How will the Home Office keep us safe on a shrunken budget? Are we to win ‘the global race’ with an FCO so puny? Will local government be recognisable after ‘the jaws of doom’ close?

Osborne is asking MPs to vote to make the continuation of government as we have known it illegal. While by 2010 there was fat to trim in the public sector, there is now less, so his plans entail a more dramatic state curtailment.

Have a look at Simon Wren-Lewis’ diagram. Sustainability indicates the level of the deficit that is consistent with maintaining an 80 per cent debt to GDP ratio, assuming nominal GDP growth of 4 per cent. You’ll see that fiscal consolidation over this parliament has taken the deficit relatively near this level. If this were our aim, we’d need some mix of cuts and tax rises in the next parliament. But, as a percentage of GDP, more than three times fewer than under Conservative plans.

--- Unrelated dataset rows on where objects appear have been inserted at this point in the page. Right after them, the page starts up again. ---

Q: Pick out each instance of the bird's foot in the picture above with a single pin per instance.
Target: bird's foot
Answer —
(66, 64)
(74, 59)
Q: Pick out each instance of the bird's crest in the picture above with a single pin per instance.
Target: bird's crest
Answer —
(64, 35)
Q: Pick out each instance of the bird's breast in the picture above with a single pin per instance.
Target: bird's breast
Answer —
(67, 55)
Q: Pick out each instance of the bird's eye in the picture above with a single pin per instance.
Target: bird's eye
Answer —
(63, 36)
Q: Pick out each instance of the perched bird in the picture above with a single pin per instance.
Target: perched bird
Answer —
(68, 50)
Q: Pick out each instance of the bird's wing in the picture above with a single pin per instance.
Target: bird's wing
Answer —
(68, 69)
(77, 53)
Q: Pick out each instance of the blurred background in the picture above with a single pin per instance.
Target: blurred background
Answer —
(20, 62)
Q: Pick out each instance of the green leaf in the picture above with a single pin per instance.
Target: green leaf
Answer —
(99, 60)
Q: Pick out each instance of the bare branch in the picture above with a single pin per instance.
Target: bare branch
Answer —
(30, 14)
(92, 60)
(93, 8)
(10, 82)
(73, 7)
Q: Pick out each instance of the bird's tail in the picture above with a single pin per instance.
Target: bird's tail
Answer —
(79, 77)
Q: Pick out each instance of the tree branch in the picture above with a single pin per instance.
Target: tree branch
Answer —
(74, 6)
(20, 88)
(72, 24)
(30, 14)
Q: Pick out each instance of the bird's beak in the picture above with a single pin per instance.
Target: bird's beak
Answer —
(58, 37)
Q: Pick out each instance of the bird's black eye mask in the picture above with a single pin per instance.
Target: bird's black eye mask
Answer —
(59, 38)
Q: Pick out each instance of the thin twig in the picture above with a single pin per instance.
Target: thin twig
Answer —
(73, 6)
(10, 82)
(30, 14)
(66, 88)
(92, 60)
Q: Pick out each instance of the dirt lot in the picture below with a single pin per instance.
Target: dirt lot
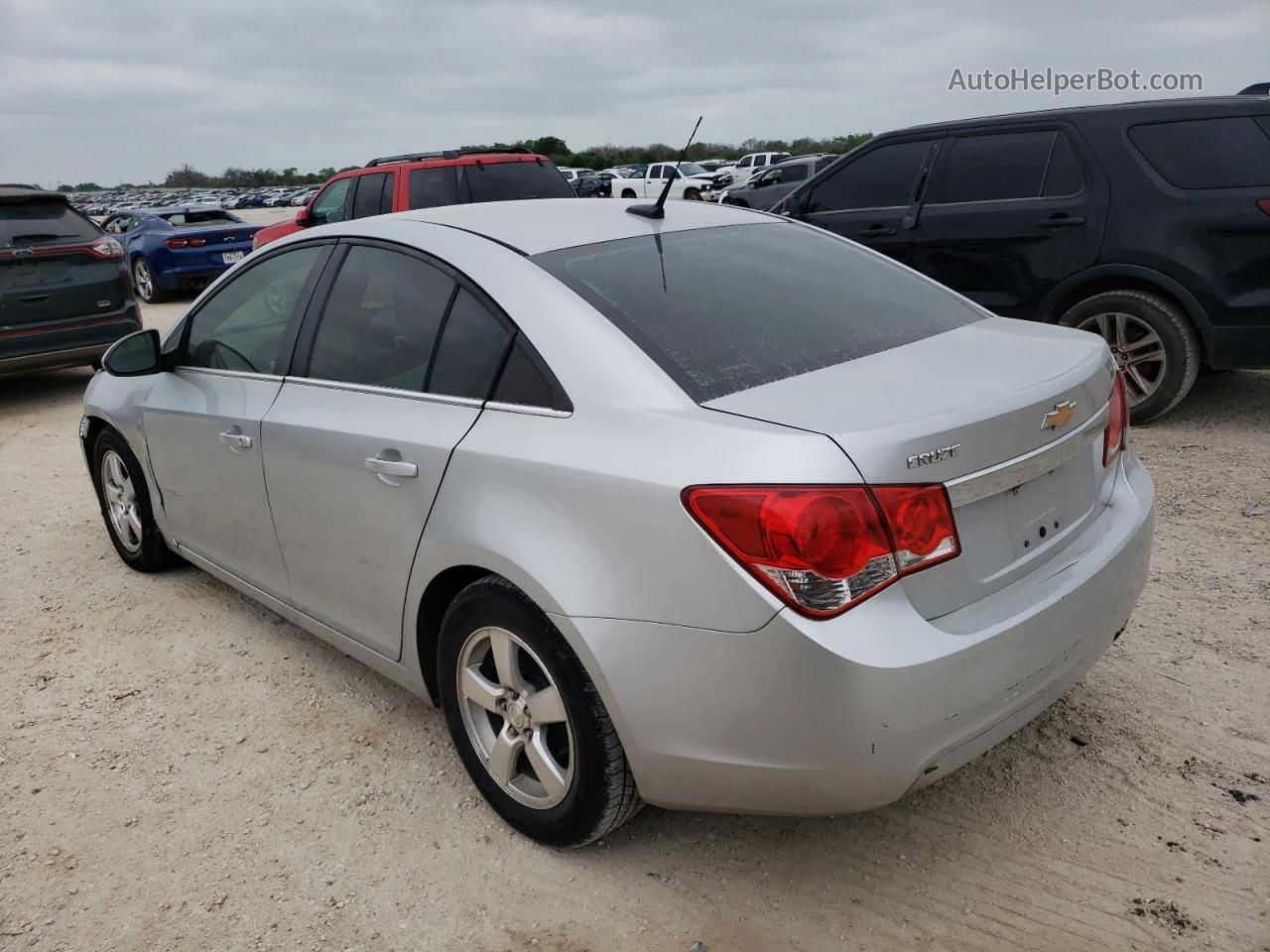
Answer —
(182, 770)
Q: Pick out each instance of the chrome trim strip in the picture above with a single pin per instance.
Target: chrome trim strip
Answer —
(217, 372)
(384, 391)
(527, 411)
(1014, 472)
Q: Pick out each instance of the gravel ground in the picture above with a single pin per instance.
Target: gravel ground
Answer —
(182, 770)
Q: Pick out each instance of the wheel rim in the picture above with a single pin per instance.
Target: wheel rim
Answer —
(1137, 348)
(516, 717)
(121, 500)
(145, 284)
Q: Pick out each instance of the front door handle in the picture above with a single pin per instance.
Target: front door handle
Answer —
(236, 440)
(400, 468)
(1061, 221)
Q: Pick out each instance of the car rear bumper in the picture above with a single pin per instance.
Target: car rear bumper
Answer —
(844, 715)
(71, 343)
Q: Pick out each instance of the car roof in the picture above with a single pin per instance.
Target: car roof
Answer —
(538, 225)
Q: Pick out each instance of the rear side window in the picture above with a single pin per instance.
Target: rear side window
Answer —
(503, 181)
(42, 220)
(432, 188)
(1229, 153)
(996, 168)
(380, 320)
(883, 178)
(470, 352)
(726, 308)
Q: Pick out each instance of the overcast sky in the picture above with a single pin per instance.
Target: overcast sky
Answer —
(126, 90)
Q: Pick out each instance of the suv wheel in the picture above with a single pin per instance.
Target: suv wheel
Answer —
(1152, 341)
(527, 721)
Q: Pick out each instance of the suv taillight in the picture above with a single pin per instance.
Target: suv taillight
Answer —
(1115, 436)
(826, 548)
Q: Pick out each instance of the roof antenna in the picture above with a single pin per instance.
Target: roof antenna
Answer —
(658, 211)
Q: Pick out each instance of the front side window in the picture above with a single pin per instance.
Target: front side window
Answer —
(243, 326)
(329, 206)
(881, 178)
(731, 307)
(380, 320)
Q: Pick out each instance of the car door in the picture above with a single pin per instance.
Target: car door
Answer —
(871, 197)
(1010, 214)
(202, 420)
(390, 373)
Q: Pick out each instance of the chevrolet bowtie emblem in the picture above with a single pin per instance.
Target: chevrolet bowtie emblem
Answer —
(1060, 416)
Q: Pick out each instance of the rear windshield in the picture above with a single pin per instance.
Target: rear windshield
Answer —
(726, 308)
(42, 220)
(1227, 153)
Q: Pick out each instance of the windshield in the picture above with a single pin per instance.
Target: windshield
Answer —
(731, 307)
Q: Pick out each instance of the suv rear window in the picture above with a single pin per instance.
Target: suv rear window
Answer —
(731, 307)
(1228, 153)
(42, 220)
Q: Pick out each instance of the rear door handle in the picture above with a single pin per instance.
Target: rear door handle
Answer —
(393, 467)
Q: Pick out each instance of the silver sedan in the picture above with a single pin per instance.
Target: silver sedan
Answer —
(714, 511)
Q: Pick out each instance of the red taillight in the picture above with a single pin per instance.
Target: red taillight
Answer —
(1115, 436)
(826, 548)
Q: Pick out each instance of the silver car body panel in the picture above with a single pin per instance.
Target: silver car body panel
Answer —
(581, 512)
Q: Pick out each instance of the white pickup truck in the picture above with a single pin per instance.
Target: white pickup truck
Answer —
(690, 181)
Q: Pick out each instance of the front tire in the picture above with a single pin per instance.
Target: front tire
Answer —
(125, 500)
(1152, 341)
(527, 721)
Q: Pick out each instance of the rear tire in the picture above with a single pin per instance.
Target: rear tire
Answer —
(497, 655)
(1152, 340)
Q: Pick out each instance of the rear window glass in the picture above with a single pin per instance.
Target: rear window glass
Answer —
(1230, 153)
(40, 221)
(726, 308)
(503, 181)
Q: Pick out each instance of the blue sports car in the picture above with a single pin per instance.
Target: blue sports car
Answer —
(183, 246)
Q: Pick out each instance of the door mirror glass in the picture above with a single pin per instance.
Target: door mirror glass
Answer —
(134, 356)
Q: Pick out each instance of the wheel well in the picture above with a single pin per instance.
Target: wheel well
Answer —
(432, 608)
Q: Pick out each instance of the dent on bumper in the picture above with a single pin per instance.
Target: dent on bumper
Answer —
(847, 715)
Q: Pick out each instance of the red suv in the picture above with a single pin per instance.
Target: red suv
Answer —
(398, 182)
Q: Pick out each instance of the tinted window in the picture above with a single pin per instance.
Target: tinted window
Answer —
(42, 220)
(993, 168)
(746, 304)
(1064, 177)
(432, 188)
(1232, 153)
(471, 348)
(502, 181)
(329, 206)
(243, 326)
(883, 178)
(380, 320)
(370, 194)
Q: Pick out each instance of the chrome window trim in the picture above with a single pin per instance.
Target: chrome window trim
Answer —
(529, 411)
(997, 479)
(384, 391)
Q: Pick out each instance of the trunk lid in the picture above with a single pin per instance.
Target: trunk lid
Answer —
(969, 409)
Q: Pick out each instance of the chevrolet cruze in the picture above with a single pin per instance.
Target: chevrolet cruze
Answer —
(715, 511)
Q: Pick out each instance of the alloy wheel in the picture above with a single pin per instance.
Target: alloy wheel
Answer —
(516, 717)
(1138, 350)
(121, 500)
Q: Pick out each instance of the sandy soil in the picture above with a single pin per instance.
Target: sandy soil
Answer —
(182, 770)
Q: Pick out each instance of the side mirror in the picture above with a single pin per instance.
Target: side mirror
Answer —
(134, 356)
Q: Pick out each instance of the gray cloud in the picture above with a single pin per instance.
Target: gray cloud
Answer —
(127, 90)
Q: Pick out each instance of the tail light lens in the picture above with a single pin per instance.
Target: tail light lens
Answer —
(1115, 436)
(826, 548)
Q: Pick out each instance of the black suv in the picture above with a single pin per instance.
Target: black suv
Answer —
(64, 294)
(1146, 222)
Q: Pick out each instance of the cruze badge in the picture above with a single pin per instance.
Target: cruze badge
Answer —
(1060, 416)
(934, 456)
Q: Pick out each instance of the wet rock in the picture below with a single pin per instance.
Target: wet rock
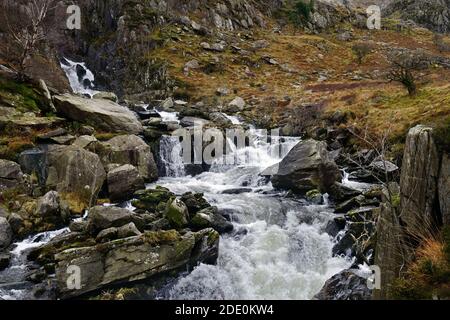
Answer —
(102, 114)
(101, 218)
(10, 174)
(177, 213)
(220, 119)
(339, 192)
(4, 260)
(306, 167)
(152, 200)
(346, 285)
(211, 218)
(106, 96)
(123, 182)
(419, 180)
(194, 202)
(131, 149)
(5, 233)
(238, 104)
(314, 196)
(135, 258)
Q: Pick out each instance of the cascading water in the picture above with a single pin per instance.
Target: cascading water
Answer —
(279, 249)
(81, 79)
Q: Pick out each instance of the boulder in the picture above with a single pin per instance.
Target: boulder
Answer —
(211, 218)
(5, 233)
(444, 189)
(347, 285)
(135, 258)
(238, 104)
(10, 174)
(307, 166)
(100, 113)
(131, 149)
(101, 218)
(77, 175)
(4, 260)
(419, 180)
(123, 182)
(177, 213)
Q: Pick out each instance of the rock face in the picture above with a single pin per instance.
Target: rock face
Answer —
(130, 149)
(10, 174)
(76, 173)
(5, 233)
(134, 258)
(444, 189)
(419, 180)
(123, 182)
(308, 166)
(100, 113)
(346, 285)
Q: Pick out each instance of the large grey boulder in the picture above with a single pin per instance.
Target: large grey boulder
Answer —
(76, 173)
(419, 180)
(5, 233)
(100, 113)
(308, 166)
(131, 149)
(10, 174)
(123, 182)
(108, 217)
(444, 189)
(135, 258)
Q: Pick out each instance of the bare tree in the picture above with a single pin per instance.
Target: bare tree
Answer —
(28, 31)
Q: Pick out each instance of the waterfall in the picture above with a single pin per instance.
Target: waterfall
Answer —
(279, 248)
(81, 79)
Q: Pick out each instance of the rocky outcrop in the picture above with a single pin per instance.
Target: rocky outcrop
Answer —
(308, 166)
(444, 189)
(10, 174)
(347, 285)
(76, 174)
(100, 113)
(134, 258)
(419, 181)
(5, 233)
(123, 181)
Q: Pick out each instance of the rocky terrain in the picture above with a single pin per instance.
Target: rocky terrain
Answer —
(88, 176)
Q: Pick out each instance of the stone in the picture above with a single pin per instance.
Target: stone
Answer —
(220, 119)
(106, 96)
(131, 149)
(211, 218)
(177, 213)
(77, 175)
(306, 167)
(101, 114)
(238, 104)
(135, 258)
(347, 285)
(10, 174)
(444, 189)
(128, 230)
(101, 218)
(123, 182)
(4, 260)
(5, 233)
(419, 180)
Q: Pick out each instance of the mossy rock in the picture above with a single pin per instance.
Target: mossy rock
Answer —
(177, 213)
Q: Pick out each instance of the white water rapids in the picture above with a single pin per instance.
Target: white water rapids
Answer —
(278, 250)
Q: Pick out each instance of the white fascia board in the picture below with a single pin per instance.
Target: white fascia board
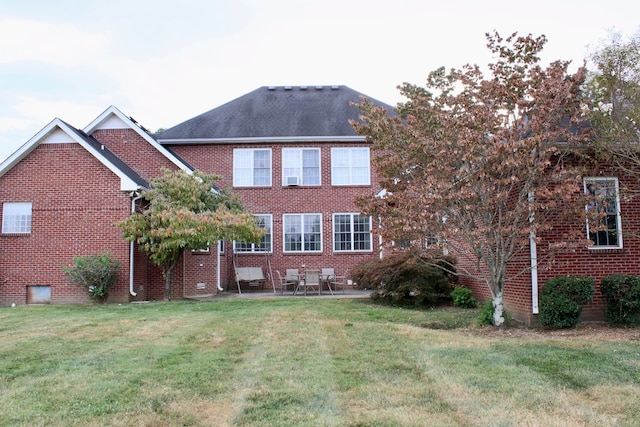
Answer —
(112, 110)
(126, 184)
(29, 146)
(254, 140)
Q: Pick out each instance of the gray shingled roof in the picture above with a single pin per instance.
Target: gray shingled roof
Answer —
(275, 112)
(111, 157)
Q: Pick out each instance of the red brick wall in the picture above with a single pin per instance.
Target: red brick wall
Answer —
(76, 202)
(277, 200)
(595, 263)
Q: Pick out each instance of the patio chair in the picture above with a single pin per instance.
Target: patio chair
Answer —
(252, 276)
(286, 281)
(311, 279)
(339, 281)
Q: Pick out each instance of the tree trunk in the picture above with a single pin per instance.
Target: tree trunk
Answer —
(498, 310)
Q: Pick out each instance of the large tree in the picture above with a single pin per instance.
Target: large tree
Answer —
(186, 211)
(479, 164)
(613, 86)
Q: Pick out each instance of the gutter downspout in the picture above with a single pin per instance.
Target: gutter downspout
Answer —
(533, 249)
(134, 198)
(534, 272)
(220, 288)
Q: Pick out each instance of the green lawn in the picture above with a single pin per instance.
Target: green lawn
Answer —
(305, 362)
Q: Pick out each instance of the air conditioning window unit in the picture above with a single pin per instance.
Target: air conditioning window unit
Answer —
(292, 181)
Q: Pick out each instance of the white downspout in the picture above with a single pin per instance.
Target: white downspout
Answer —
(220, 288)
(533, 248)
(132, 248)
(534, 272)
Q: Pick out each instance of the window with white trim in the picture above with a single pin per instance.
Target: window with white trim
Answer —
(302, 232)
(16, 217)
(251, 167)
(607, 233)
(265, 245)
(301, 163)
(351, 232)
(350, 166)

Targeting and delivering a sustainable deficit is, given its constant ratio between debt and GDP, unlikely to raise any financing issues and would allow us to maintain government as we know it – albeit it would remain prudent to recast government as far as possible to secure growth, as sustainability assumes a healthy annual 4 per cent GDP growth.

This strategy wouldn’t remove the need for tough choices in the next parliament. Either some things would need to be cut absolutely or taxes would need to be raised judiciously. And some spending should be reallocated from activities that do less to generate growth to those that do more. But it would – unlike Osborne’s plans – retain a government capable not only of generating growth but the many public and social goods that we depend upon it for.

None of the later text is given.